Выбрать главу

Единственное, что Андропов мог в это время противопоставить еврейской эмиграции, — еще большее усиление антисемитизма в стране. Росло число антисемитских публикаций и изданий, применялись драконовы меры, чтобы воспретятствовать поступлению евреев в престижные институты и на факультеты университетов, все труднее становилось им устроиться на работу. Андропов оправдывал эти меры перед Политбюро старой русской поговоркой: как волка ни корми, он все равно в лес смотрит, то есть норовит вернуться на свою историческую родину либо уехать в США. Это вызывало естественный антисемитизм среди русского населения, ибо оно было лишено эмиграционного выхода, который приобрели, с известными ограничениями евреи: часть из них уезжала не по религиозным либо национальным причинам, а по экономическим, в то время как у русского населения в СССР экономическое положение тяжелее, чем у еврейского. С учетом ухудшавшихся в стране экономической, демографической и даже бытовой ситуаций получалось, будто евреи, как крысы, бегут с тонущего корабля. Один из главных поэтов Русской партии написал об этом в стихотворном обращении к идейным и этническим противникам:

Вам есть, где жить. Нам есть, где умирать!

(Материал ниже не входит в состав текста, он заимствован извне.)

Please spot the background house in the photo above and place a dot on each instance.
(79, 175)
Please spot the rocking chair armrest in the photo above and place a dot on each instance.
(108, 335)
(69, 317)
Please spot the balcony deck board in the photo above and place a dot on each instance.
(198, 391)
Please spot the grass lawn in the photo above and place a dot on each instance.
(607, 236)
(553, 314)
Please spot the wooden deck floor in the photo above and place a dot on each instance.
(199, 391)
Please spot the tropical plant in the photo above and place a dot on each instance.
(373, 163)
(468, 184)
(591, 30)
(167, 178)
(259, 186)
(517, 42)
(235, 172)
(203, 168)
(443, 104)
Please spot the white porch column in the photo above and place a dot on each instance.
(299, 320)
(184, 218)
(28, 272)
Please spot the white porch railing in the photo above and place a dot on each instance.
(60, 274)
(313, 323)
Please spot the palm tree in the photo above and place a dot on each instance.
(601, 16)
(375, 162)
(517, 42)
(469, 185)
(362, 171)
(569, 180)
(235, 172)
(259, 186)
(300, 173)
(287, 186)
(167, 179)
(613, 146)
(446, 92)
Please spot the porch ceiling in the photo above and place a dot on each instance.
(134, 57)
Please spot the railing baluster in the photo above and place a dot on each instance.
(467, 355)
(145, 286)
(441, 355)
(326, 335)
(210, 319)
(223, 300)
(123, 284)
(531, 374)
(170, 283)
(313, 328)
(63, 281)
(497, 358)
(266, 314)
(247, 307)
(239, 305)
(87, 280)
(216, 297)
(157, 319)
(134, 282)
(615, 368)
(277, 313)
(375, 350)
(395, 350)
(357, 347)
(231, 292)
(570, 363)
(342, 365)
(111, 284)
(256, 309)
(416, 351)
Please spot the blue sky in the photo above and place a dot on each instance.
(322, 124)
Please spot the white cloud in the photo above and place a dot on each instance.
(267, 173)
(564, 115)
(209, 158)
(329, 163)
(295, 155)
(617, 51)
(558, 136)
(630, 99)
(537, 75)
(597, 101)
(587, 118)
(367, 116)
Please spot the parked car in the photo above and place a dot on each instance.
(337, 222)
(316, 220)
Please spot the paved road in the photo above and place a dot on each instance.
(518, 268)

Естественно, что в отличие от русофильского поэта ни идеологи Русской партии, ни их высокий покровитель из Комитета государственной безопасности не могли себе позволить подобных эсхатологических настроений. Несмотря на сопротивление партийных властей, их политические мечты становились все более похожими на реальность. Конечно, были на их пути и потери, иногда крупные — к примеру, был изгнан из Политбюро и отправлен в ссылку послом в Японию активный покровитель “руситов" Дмитрий Полянский, но и без него у них было достаточно сочувствующих в ЦК и в аппарате. Случалось иногда кому-нибудь из их братии оступиться и даже подвергнуться официальной опале за излишне рьяную шовинистическую статью. Но не потому, что она была откровенно антисемитской и антилиберальной — за это снимают, а за то, что заодно — скрыто антикоммунистической.

Андропов сознавал всю рискованность союза с Русской партией, однако полагался на свой политический профессионализм и редкую способность к маневрам и интригам. Он и в самом деле был коварным союзником и надеялся загнать джина русского шовинизма обратно в бутылку, откуда сам же и извлек, если тот станет угрожать его собственной власти или хотя бы просто репутации. К тому же он знал из истории, что шовинисты водились в России и раньше, но до власти так и не дорвались. Однако то было при иной идеологической раскладке, когда имелась сравнительно свободная политическая конкуренция, и соперники национал-шовинистов оказались перед революцией столь сильными, что они ни с кем не выдерживали сравнения: ни с кадетами, ни с эсерами, ни с большевиками. Теперь же русский националист остался один в чистом поле: политических конкурентов он был лишен в силу отсутствия в СССР свободы и крутого зажима Андроповым всех других оппозиционных движений. Что же касается официальной коммунистической идеологии, то она ни у кого больше не вызывала искреннего отклика: неї страны в мире, где бы к ее лозунгам относились с большим равнодушием, чем в Советском Союзе. Так идеологические споры были перекрыты национальными заботами, и на месте абстрактных политических противников оказались конкретные этнические.

Во-первых, “евреи" — этническое и одновременно более широкое, символическое обозначение оппозиции. Было на Руси время, когда любого чужака называли “немцем", а еще прежде — “татарином". Вот и “еврей" стал теперь обозначением имперского врага — диссидента, либерала, в том числе и еврея. Когда несколько советских граждан вышли 25 августа 1968 года на Красную площадь протестовать против оккупации Чехословакии, агенты КГБ бросились на них с криком: “Это все евреи! Бей антисоветчиков!“ — хотя большинство демонстрантов не были евреями.

Во-вторых, Китай, страх перед которым — еще одна причина успеха русофильских идей и постепенного их превращения в государственные. Война с Китаем на самых разных уровнях советского общества и русского сознания ощущалась в это время как неизбежность — то был одновременно жупел и советской, и русофильской пропаганды. Превентивный этот страх сравним разве что с чувством катастрофы во время второй мировой войны.

И наконец, в-третьих, учитывая, что в Советском Союзе наций не меньше, чем в ООН, врагами были не только евреи и китайцы, но любые другие народы, которые обитают на территории империи либо вблизи ее безмерных границ.